To think is to learn.
To create is to think.
A simple version of the material that follows.
Anyone advocating applications of technology should be able justify his or her suggestions. This section is our effort to make what case we can for spending valuable time involved in online participatory experiences. It is fair to say that in our writing about the educational benefits of technology it has always been much easier to offer theoretical than empirical justifications. We take some solace in the position that this is a very common situation in education. Applied fields that allow the parties involved a great deal of personal freedom in how proposed innovations are implemented and utilized are likely prone to messy and inconsistent data. Teachers and students are neither chemicals interacting in a beaker nor rats responding in a cage.
Here is our working framework.
Learning What Schools Have Traditionally Taught
We would prefer that we could summarize research exploring the content-area benefits of participatory web tools and methods. Unfortunately, such research is very scarce. What we can do is explore more long-standing research topics with similarities to the methods encouraged by participatory web tools and tasks.

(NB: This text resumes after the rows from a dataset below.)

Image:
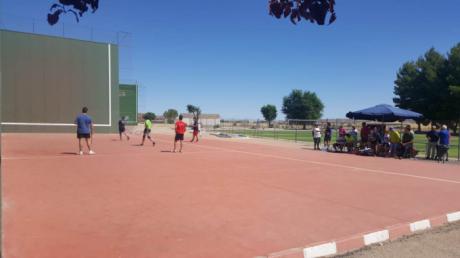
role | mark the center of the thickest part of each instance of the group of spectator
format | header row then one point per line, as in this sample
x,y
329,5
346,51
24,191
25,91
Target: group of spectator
x,y
377,140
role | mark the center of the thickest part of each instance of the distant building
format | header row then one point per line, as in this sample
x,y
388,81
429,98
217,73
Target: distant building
x,y
206,120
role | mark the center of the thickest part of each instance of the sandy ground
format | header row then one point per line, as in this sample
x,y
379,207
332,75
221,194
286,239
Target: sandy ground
x,y
440,242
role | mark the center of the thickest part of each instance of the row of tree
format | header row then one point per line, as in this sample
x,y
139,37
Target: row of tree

The theoretical perspective most commonly mentioned as a rationale for the collection of activities we describe here is ''generative learning'' (Wittrock, 1974, 1990). Closely related perspectives include ''constructivism'' (e.g., Paris & Byrnes, 1989) or ''meaningful learning'' (Ausubel, 1963). These theories propose that learner activities (teaching, writing, self-questioning) require or at least strongly encourage cognitive activities resulting in understanding and learning and also improve learner awareness of areas of misunderstanding or incomplete knowledge. While learners may generate such productive cognitive and metacognitive activities on their own, the external tasks offer instructors an opportunity to shape desirable student behaviors.
One distinction that emerges in several of the generative approaches contrasts ''knowledge-building'' and ''knowledge telling'' (e.g., Roscoe and Chi, 2007). Knowledge telling is regarded as the weak form involving a restatement of what is known with limited activation of other existing knowledge (e.g., attempts to generate examples from personal experience) and less extensive monitoring of understanding. In knowledge-building, the strong form, the learner adds to core ideas from existing personal knowledge and in doing to reflects on the core ideas in greater depth resulting in more effective comprehension monitoring. Often, instructors intervene to encourage knowledge-building by offering templates that serve to shape the generative task. For example, instructors may specify a recommended practice student tutors might employ (e.g., Offer a personal example of .......) as a way to encourage knowledge-building reflection among peer tutors.
Learning Skills Demanded in a Changing World
Changing Preferences for How We Learn
Changing skill and knowledge requirements - ISTE standards
Taking Advantage of the Knowledge Present in Groups
----
REFERENCES
Ausubel, D. (1963). The psychology of meaningful learning. New York: Grune & Stratton.
Paris, S.G. & Byrnes, J.P. (1989). The constructivist approach to self-regulation and learning in the classroom. In B.J. Zimmerman and D.H. Schunk (eds) Self-regulated learning and academic achievement. (pp 169-200). New York: Springer Verlag.
Roscoe, R. D. & Chi, M.T. (2007). Understanding tutor learning: Knowledge-building and knowledge-telling in peer tutors' explanations and questions. Review of Educational Research, 77, 534-574.
Wittrock, M.C. (1974). Learning as a generative process. Educational Psychologist, 11, 87-95.
Wittrock, M.C. (1990). Generative processes of comprehension. Educational Psychologist, 24, 345-376.